At the same time, since April 2022, Cao Cao has cancelled the commission rebate policy and charged drivers 20% of turnover as commission. Many platforms such as Meituan taxi and Rujiu travel have reduced or even directly canceled the morning and evening peak order receiving subsidies.
But on the other hand, Didi has an absolute advantage in terms of overall strength and user cognition, if Didi wants to regain market share from other players, it only needs to take this opportunity to start a subsidy war, after all, as of the end of 2021, the total amount of cash, cash equivalents and restricted cash on Didi's books is still 43.98 billion yuan, even after paying a fine of 8 billion yuan, Didi still has enough ammunition.

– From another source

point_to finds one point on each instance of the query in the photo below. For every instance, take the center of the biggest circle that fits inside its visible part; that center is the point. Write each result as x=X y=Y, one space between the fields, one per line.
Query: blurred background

On the whole, during the one-and-a-half-year rectification period, although Didi paid huge fines, suffered serious damage to its reputation, new users could not register, and old users who replaced computers naturally evaporated, at the same time, the ride-hailing business of Tencent, Huawei and Douyin has also begun to harvest traffic in the market, but the new and old opponents have not yet caused fatal damage to Didi.
After this reformed rectification, Didi, which has reappeared, will usher in an opportunity to turn over against the wind, and the window period for new and old opponents may also be closed.